April 14. Day 104. How much can a koala bear?

One of the things that impressed six-year-old me most about the new family home my parents had just bought was that the property had a name (that and the fact that I would have my own bedroom and would no longer have to share with my baby brother). I'd never known a house with an actual name before but our home had a sign over the gate that read Yaraandoo.  Later, much later, I learned that meant "place of the white gum" which was ideal because there was indeed the most perfect white gum tree in the back garden. It was a stately old thing with a circumference so wide that it would take three of us standing arms outstretched to circle the thing. We all desperately wanted to climb it but the lowest of branches was way out of our reach. It was the type of tree we always imagined should be home to a whole family of koalas (although not once did we ever see one).
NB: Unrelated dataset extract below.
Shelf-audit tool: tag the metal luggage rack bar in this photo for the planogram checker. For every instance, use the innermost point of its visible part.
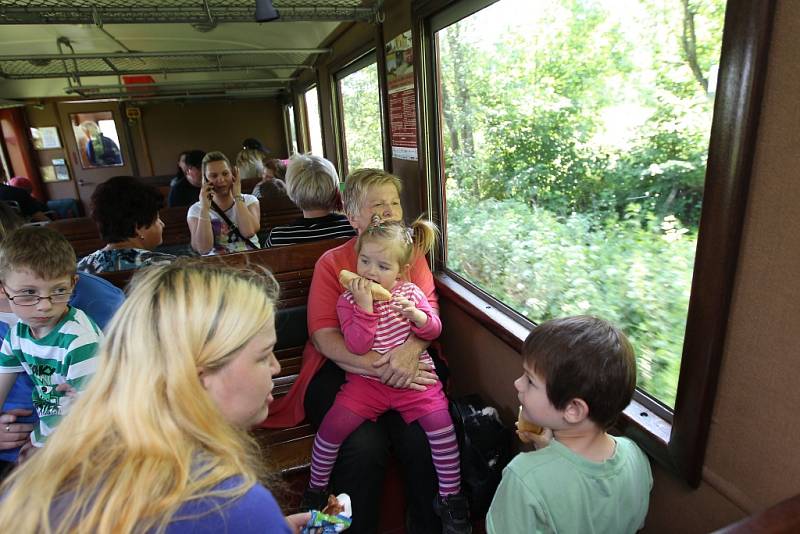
(176, 11)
I say WAS because although my mother still lives in that home, the tree is no longer there. It was chopped down about 30 years ago and while I understand why I am still glad I was out of the country when it happened so didn't have to see it. In the end it came down to this. It was the tree or the house and quite possibly its occupants. The ghost gum was huge and very close to the house. The way it swayed in tropical Queensland storms scared the living sh*t out of my mother. The fact that she spent her life raking up the leaves it dropped also gave her the sh*ts, but that wasn't what led to its demise either. That type of tree has the nickname widow maker because of its tendency to drop giant limbs. Our tree had started to do just that and for the safety of all it had to go. As one who had sobbed for weeks when Judy in Seven Little Australians had died under a fallen gum, I knew about the lethal power of the eucalyptus tree but still I lament its passing. The sign is still over the gate but I rather think there should be something more like this carving in a tree on the university campus where I work. Nothing can replace a tree like that but something should be in its place. At least that's what six-year-old me thinks.